FRRouting / frr

The FRRouting Protocol Suite
https://frrouting.org/
Other
3.35k stars 1.25k forks source link

ospfd requires cap_sys_admin #8681

Open javier-godoy opened 3 years ago

javier-godoy commented 3 years ago

I had previously used quagga 1.2.4-r2 (particularly ospfd) in a docker container based on alpine 3.11.3

When trying to migrate to frr-7.3.1-r0 in a docker container based on alpine 3.12.3 (binaries installed with apk) I found that ospfd and zebra fail to initialize, with the following message:

privs_init: initial cap_set_proc failed: Operation not permitted
Wanted caps: = cap_net_admin,cap_net_raw,cap_sys_admin+p
Have   caps: = cap_chown,cap_dac_override,cap_fowner,cap_fsetid,cap_kill,cap_setgid,cap_setuid,cap_setpcap,cap_net_bind_service,cap_net_admin,cap_net_raw,cap_sys_chroot,cap_mknod,cap_audit_write,cap_setfcap+ip

I'm not granting cap_sys_admin to the container, and I would like to avoid it if possible (Quagga's ospfd worked fine with only cap_net_admin and cap_net_raw).

I seem to understand that cap_sys_admin was added to FRR in https://github.com/FRRouting/frr/pull/1818 and the workaround from https://github.com/FRRouting/frr/issues/2007 is not possible since the container is not granted such permission.

Is there any way to avoid the check for cap_sys_admin?

qlyoung commented 3 years ago

We agree with you that minimum privileges is good practice. Unfortunately we need this cap in order to be able to switch network namespaces for namespace based VRFs. From setns(2):

Network, IPC, time, and UTS namespaces
       In order to reassociate itself with a new network, IPC, time, or UTS namespace,
       the caller must have the CAP_SYS_ADMIN capability both in its own user namespace
       and in the user namespace that owns the target namespace.

Quagga didn't have this feature and so didn't require this capability.

I'll note that we only elevate privileges when necessary and drop them when done (you can grep for frr_with_privs(...) {...} blocks if you want to see how it's done).

Of course in theory we could make needing CAP_SYS_ADMIN be a thing thats only compiled in when you compile in namespace VRFs, but nobody's done the work for that and it's unlikely to be done given that it works as is. Sorry for the inconvenience. If you have a patch for it we can definitely work with you to get that in.
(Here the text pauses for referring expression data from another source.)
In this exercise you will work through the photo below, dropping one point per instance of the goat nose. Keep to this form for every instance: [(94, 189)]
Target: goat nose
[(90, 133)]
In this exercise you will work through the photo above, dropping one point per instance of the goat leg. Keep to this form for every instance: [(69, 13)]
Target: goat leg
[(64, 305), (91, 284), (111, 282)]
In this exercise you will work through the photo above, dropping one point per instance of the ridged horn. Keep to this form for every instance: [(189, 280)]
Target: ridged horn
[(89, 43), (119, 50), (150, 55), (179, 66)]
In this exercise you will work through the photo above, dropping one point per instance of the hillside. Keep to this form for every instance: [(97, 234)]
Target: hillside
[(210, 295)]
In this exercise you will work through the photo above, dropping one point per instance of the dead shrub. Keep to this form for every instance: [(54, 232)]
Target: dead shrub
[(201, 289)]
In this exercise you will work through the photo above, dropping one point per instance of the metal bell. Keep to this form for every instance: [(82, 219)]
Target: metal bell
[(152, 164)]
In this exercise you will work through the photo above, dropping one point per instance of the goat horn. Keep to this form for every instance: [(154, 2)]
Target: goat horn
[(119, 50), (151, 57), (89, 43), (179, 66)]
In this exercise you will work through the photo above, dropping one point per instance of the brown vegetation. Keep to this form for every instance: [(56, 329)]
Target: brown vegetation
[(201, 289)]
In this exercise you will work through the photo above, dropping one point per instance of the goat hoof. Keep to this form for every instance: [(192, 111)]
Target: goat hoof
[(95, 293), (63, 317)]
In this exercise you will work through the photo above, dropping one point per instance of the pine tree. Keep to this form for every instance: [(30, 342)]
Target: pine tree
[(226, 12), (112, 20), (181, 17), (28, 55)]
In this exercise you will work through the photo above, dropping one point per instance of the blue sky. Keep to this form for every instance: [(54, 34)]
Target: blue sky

javier-godoy commented 3 years ago

Thanks for your quick response. For now I'll recompile with --disable-capabilities (since I'm already restricting the capabilities of the docker container that runs FRR). Based on your explanation I understand that it should work since my usage of FRR doesn't require CAP_SYS_ADMIN.

Once I'm certain that it works as intended I'll submit a PR. My approach would be adding a --disable-cap-sys-admin configuration and initializing _caps_p with or without ZCAP_SYS_ADMIN depending on it (I think there is no configuration flag for compile in namespace VRFs). Would that be OK for you?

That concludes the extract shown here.